Sunday, 13 July 2008

Sunday snippets

Some bits from today's Observer etc. First up there's an interesting little bit in Andrew Rawnsley's column this week about the growing influence of behavioural economics:

Both leaders are also under the influence of American behavioural theorists. A fashionable book called Nudge, which contends that laws are less effective at changing people's behaviour than social pressure, has found an eager audience within Cameron's circle. In similar vein is Robert Cialdini's Influence: The Psychology of Persuasion. The Social Market Foundation in Britain has made its own contribution, Creatures of Habit? The Art of Behavioural Change, with some practical suggestions about how government can persuade people to stop acting badly and do things which are good for them and society.

What's interesting is that Tories seem to be willing to take these ideas pretty seriously. Look at Danny Finkelstein dropping in Kahneman and Tversky for example, he's also written about Dan Ariely (me too) and, I think, Richard Thaler. I can't think of anyone comparable on the Left who is taking a similar line. I think it would be a big mistake to allow the Right to occupy this territory.

The Observer business section actually has one or two interesting bits in it. For example this piece about Fannie Mae and Freddie Mac. I thought the US system was actually quite a good one, shows you what I know. In the same territory the Rowntree Foundation report mentioned in this piece looks like it might be worth a read.

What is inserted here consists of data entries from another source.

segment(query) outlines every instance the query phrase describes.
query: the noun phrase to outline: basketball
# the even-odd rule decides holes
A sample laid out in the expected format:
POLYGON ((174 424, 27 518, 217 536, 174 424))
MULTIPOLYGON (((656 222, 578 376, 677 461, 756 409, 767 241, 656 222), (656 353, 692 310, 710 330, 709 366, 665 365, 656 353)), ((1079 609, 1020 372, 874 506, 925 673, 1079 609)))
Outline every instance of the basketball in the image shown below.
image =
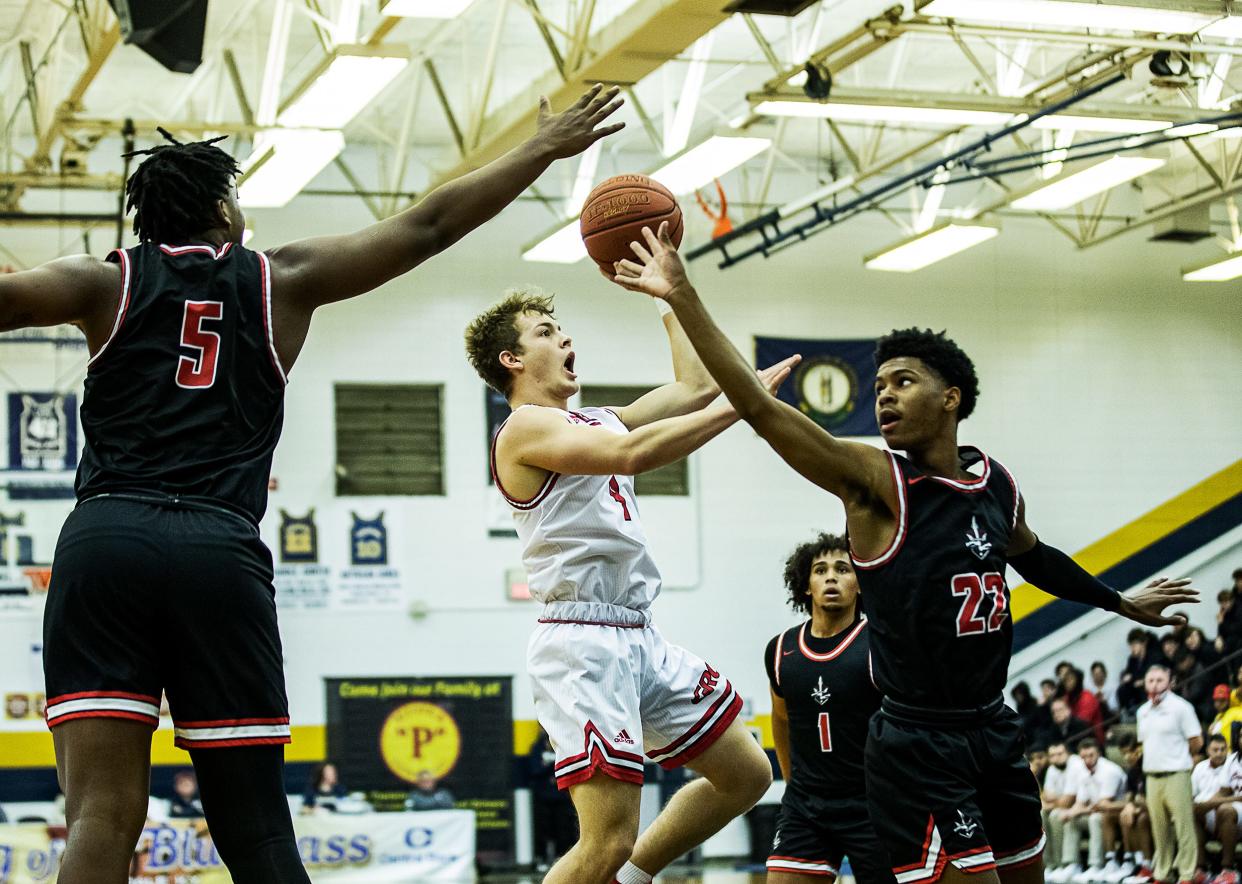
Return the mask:
POLYGON ((615 175, 591 191, 579 227, 587 254, 609 274, 613 264, 633 259, 630 243, 643 241, 643 228, 668 222, 673 245, 681 245, 681 207, 667 187, 646 175, 615 175))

Notably they are realistic that you can't regulate away house price bubbles.

Finally, and not at all related, my copy of Metaphors We Live By turned up yesterday (along with Descartes' Error, which looks fascinating). I'm really looking forward to this, and having had a quick flick and read this morning I've already managed to annoy Mrs Tom with examples of how prevalent metaphors are in day to day speech. Here's a short bit that has relevance to my rather botched post yesterday:

Theories (and arguments) are buildings:

Is that the foundation for your theory. The theory needs more support. We need some more facts or the argument will fall apart. We need to construct a strong argument for that. I haven't figured out yet what the form of the argument will be. Here are some more facts to shore up the theory. We need to buttress the theory with solid arguments. The theory will stand or fall on the strength of that argument. The argument collapsed. They exploded his latest theory. We will show his theory to be without foundation. So far we have put together only the framework of the theory.

The next section on 'ideas as food' is great too - 'half-baked' ideas, 'raw' facts, propositions that are hard to 'swallow', 'meaty' concepts, information being 'spoon-fed' etc. Great stuff.